Description
In OceanBase Cloud Platform (OCP), a transaction that satisfies either of the following two conditions is considered a large transaction:
The log volume of a single participant exceeds 0.5 MB. (This option is supported in OceanBase Database V3.2 and later.)
The transaction execution time exceeds 500 ms.
Note
This alert applies only when the log volume exceeds 0.5 MB. The ob_tenant_slow_sql_exists alert applies when the transaction execution time exceeds 500 ms.
Principle
The following table describes the key parameters that are involved in the monitoring and alerting logic.
| Parameter | Value |
|---|---|
| Metric | trans_max_log_size_mb |
| Source | select /*+ MONITOR_AGENT READ_CONSISTENCY(WEAK) QUERY_TIMEOUT(%d)*/ a.tenant_id, b.tenant_id as tenant_id_xa, a.trans_id, `partition`, floor(ctx_create_time) as ctx_create_time, session_id, participants, trans_type, part_trans_action, sql_no, log_size_byte from (select tenant_id, svr_ip, trans_id, `partition`, unix_timestamp(ctx_create_time) *1000000 as ctx_create_time, session_id, participants, (pending_log_size + flushed_log_size) as log_size_byte, trans_type, part_trans_action, sql_no from __all_virtual_trans_stat where svr_ip = ? and svr_port = ? and is_exiting != 1) a left join __all_virtual_global_transaction b on a.tenant_id = b.tenant_id and a.trans_id = b.trans_idselect max(log_size_byte)/1024/1024 as trans_max_log_size_mb from ob_hist_trans_stat |
| Collected metric | log_size_byte |
| Metric expression | max(log_size_byte)/1024/1024 |
| Collection cycle | 60 seconds |
Note
The system parameter ocp.alarm.datasource.trans-min-log-size-mb specifies the log volume threshold, in MB, that triggers an alert. The value of trans_max_log_size_mb must be equal to or greater than the value of this system parameter. The default value is 0.5 MB.
Alert rule
| Metric | Default threshold (unit: MB) | Source | Detection cycle | Time before clearance |
|---|---|---|---|---|
| trans_max_log_size_mb | 0.5 | Tenant | 60 seconds | 5 minutes |
Alert information
| Trigger method | Alert level | Scope |
|---|---|---|
| Based on the expression of the metric | Critical | Tenant |
Alert templates
Alert overview
Template: ${alarm_target} ${alarm_name}
Example: ob_cluster=obcluster-2:tenant_name=orac2:trans_hash={hash:10801753558860391353, inc:59202486, addr:"xxx.xxx.xxx.xxx:2882", t:1646993121179509} A large transaction exists in the OceanBase Database tenant.
Alert details
Template: Cluster: ${ob_cluster_name}; Tenant: A large transaction exists in the ${tenant_name} tenant; Session ID: ${session_id}; Transaction ID: ${trans_hash}; Maximum Log Volume: ${trans_max_log_size_mb} MB; Transaction Type: ${trans_type}; Transaction Created At: ${trans_create_time}
Example: Cluster: obcluster; Tenant: A long-running transaction exists in the orac2 tenant; Session ID: 3221635048; Transaction ID: {hash:10801753558860391353, inc:59202486, addr:"xxx.xxx.xxx.xxx:2882", t:1646993121179509}; Maximum Log Volume: 0.7 MB; Transaction Type: distribute; Transaction Created At: 2022-03-11T18:05:21.184+08:00
Impact on the system
Large transactions may cause system memory problems. For example, the playback on the follower is out of order. If a minor compaction needs to be performed due to insufficient memory, transactions that are played back before they are committed need to be migrated. Both transaction migration and playback to the minor compaction point consume memory. This drains the memory so that both tasks cannot be completed.
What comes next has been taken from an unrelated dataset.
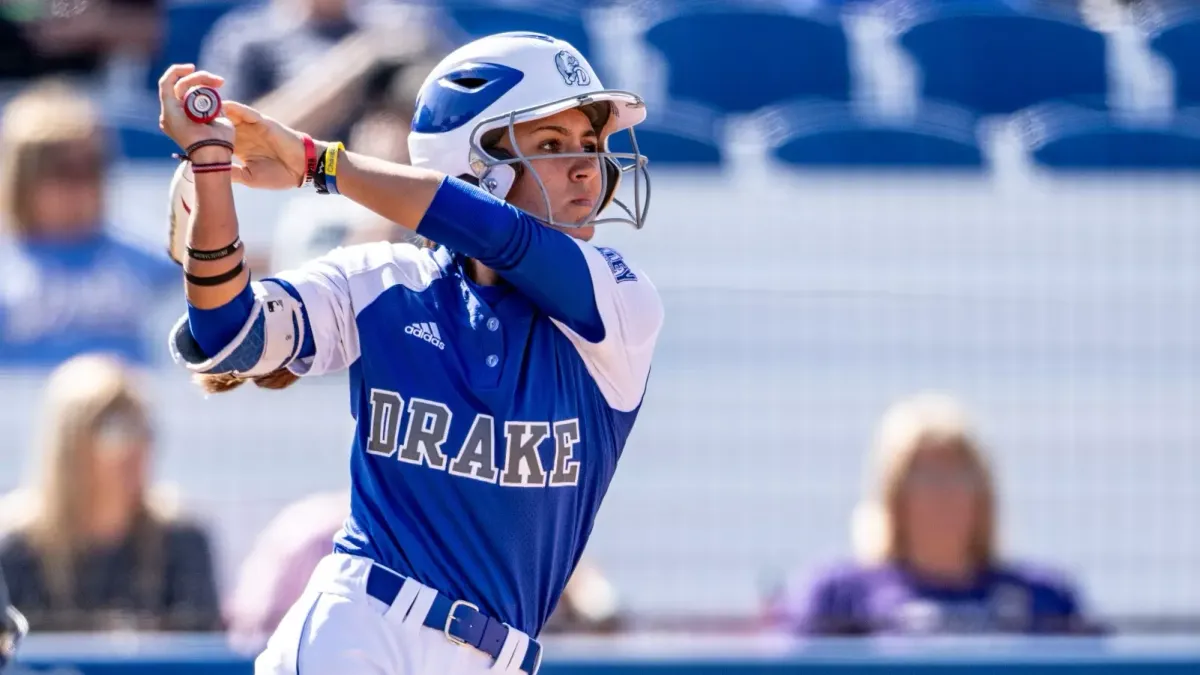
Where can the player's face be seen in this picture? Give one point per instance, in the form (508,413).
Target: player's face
(573,184)
(940,505)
Similar issues may occur during transaction execution on the leader.
Possible causes
Too much data is committed in a single transaction.
Solutions
Use the transaction diagnostics feature in the tenant management module in OCP to identify the cause and perform troubleshooting accordingly.
If the transaction is expected to be a large one in business, check whether the business can be split to avoid a large transaction, or increase the alert threshold.